The Working Group is pleased that there is more interaction and integrative-program planning within DECA and between DECA and other divisions than we had recognized. The proposed awards and retreat programs and very careful oversight of the issue with explicit requirements of continuous interaction among divisions as you propose would be very valuable. A greater integrative influence exerted by the director of DECA over the efforts of the program and research group levels would be very effective.

Process III. Staff Role                                                       back up to contents

The Institute's response regarding the concern of the Working Group with the participation of the staff in decision making about programs supported by cooperative agreements and contracts is appreciated. The Institute clearly recognizes the possible conflicts that may result from the dual role of its staff as managers and collaborators. The Working Group is pleased with the insistence that the existing provisions regarding these issues would be adhered to by the divisions. We thank the Institute for updating its policies on publication by staff members with appropriate rigor and oversight and we support your plan to share the updated policy with investigators including the steering committees of contracts and cooperative agreements if possible.


1. The Working Group wants to share with Council our endorsement of the Institute's plans and urges their implementation and the consideration of the suggestions that have been made in this Addendum during the implementation phases of the plans.

2. The Working Group requests on behalf of the Council a report by the Institute to the February 2000 Council of the progress that will have been achieved toward the initiatives described in the Institute's Response.

3. The Working Group encourages a continuing dialogue between the Institute and the Epidemiology and Prevention scientific community to maintain the positive momentum that has been achieved.

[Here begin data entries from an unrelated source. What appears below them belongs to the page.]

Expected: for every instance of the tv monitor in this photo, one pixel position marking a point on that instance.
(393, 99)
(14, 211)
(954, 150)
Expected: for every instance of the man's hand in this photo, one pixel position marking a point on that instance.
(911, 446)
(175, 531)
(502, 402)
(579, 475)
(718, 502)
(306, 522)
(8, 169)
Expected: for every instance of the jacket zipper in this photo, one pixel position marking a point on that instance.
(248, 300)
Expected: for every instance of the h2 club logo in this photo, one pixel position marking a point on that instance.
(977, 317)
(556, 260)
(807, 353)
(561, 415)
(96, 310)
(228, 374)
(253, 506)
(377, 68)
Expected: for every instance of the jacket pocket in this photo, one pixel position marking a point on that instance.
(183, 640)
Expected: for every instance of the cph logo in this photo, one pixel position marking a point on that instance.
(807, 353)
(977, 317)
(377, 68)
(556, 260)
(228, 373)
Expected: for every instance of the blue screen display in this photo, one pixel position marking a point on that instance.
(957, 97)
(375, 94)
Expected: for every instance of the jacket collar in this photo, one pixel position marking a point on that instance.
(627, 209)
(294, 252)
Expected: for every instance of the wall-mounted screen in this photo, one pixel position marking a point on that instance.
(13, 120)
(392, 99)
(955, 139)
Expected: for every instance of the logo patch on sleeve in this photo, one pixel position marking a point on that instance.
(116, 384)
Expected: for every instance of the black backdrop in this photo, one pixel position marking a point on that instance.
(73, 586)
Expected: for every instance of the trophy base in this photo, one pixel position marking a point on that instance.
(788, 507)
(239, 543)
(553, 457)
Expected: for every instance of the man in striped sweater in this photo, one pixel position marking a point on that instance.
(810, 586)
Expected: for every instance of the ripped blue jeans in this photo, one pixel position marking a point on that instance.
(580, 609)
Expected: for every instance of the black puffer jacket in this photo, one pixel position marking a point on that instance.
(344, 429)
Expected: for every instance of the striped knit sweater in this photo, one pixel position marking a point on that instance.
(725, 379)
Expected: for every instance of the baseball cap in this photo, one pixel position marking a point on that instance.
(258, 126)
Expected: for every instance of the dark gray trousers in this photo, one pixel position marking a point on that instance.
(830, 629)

4. We believe that in partnership, the Institute and the Epidemiology and Prevention scientific community will address successfully the health care challenges and opportunities of the 21st Century.

With the foregoing Addendum and our October Report, and the suggestions for your consideration in the implementation of all phases of the Institute's Response we now view the charge of our Working Group completed.

Respectfully submitted,

Members of the Working Group, for the
members of the Working Group:

Francois M. Abboud, M.D.
Linda P. Fried, M.D.
Curt D. Furberg, M.D., Ph.D.
Charles Hennekens, M.D.
George A. Kaplan, M.D.
Shiriki K. Kumanyika, M.D.
Russell V. Luepker, M.D.
Karen A. Matthews, Ph.D.
Albert Oberman, M.D.
Thomas A. Pearson, M.D.
Paul K. Whelton, M.D.

Overheads shown during the presentation of the Addendum to the February NHLBI Council on February 4, 1999 are not included in the Web version.